Maybe pfSense/openwrt based on APU2[0] platform? I don't personally anybody who has used it. If on HN there is someone who would like to share his opinion about it, I'd be grateful.
Edit: Also, Turris MOX or Turris Omnia [1] might be an alternative.
I've been using the APU2 platform for a home network router and can strongly recommend it. I especially like the open source firmware (coreboot) with frequent, signed releases. Wireless performance on OpenBSD was lackluster, so I'm back to running Debian for 802.11. Performance is strong even at full WAN bandwidth capacity of 400 Mbps.
I’m running an APU2C4 for my router, no wireless. It has pfSense running with OpenVPN and a DNS sinkhole for ads. My wireless is through an UAP AC Pro.
The APU works fine but after upgrading to a gigabit connection I’m a bit disappointed. It won’t saturate the connection on a single thread. (Yes over Ethernet) Maybe 400 Mbps max. Apparently it has something to do with pfSense not multithreading connections and the single cores of the CPU not being fast enough on their own. I can run 1 Gbps over multiple connections though so I suppose it mostly fulfills it’s purpose. I also want a WireGuard server but I might end up just deploying that in a VM. pfSense doesn’t currently have that option.
When I learned of these limitations I gave some consideration to the the Ubiquiti USG but found it isn’t exactly super beefy either and requires turning features off to get 1 Gbps. I’m debating building something similar to the ArsTechnica guide [0].
Overall, I’ve been satisfied with my setup and in particular the UAPs. I’ve deployed multiple UAPs and Edgerouter X’s at friends and family’s houses and have had essentially 0 support requests. The stuff just works and performs. I just had a party last night and even with 20+ clients, streaming music and YouTube TV for football, I had zero complaints or hiccups. All on a single UAP. I haven’t used any recent consumer gear but I know e consumer gear I used to buy would have definitely been choking on that kind of load.

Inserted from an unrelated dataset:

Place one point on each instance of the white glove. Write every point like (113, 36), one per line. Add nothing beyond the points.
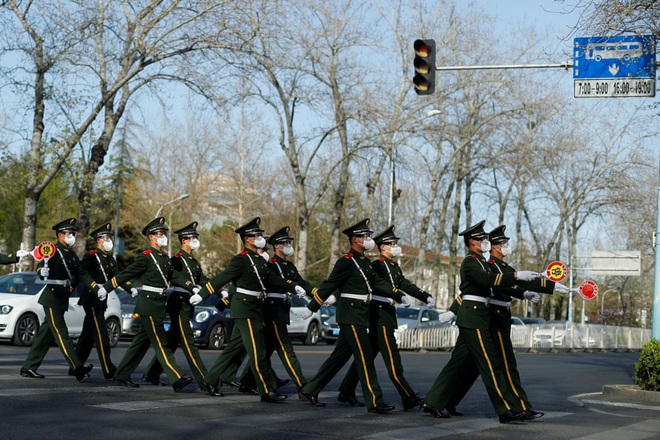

I’m pretty disappointed to see this turn in events with UBNT. I’ve kinda seen it coming for awhile now since they’ve been moving towards these cloud services but I was really hoping they would resist the lures of Surveillance Capitalism.
Based on information I've found in article [0] pfSense had problems with reaching 1 Gbps but it seems disabling hardware offloading significantly increases throughput [1] (940 Mbps).
I also experienced the gigabit performance issue (Debian 9 and 10, APU4C4); estimate a bandwidth cap of about 400 Mbps, too. I don't actually have a need to exceed that speed on my home network, so I'm still happy. But also curious if anyone has built a beefier, more capable open source hardware router that also isn't a power hog.
There are also TLSense routers[0], which include configurations with Intels i5 [1] or i7. They also claim 7-15W power usage, AES-NI support, microphone/headphones jacks, HDMI, RS-232 and room enough for 16GB of RAM, which is quite unusual in routers.
Edit: Also, Turris MOX or Turris Omnia [1] might be an alternative.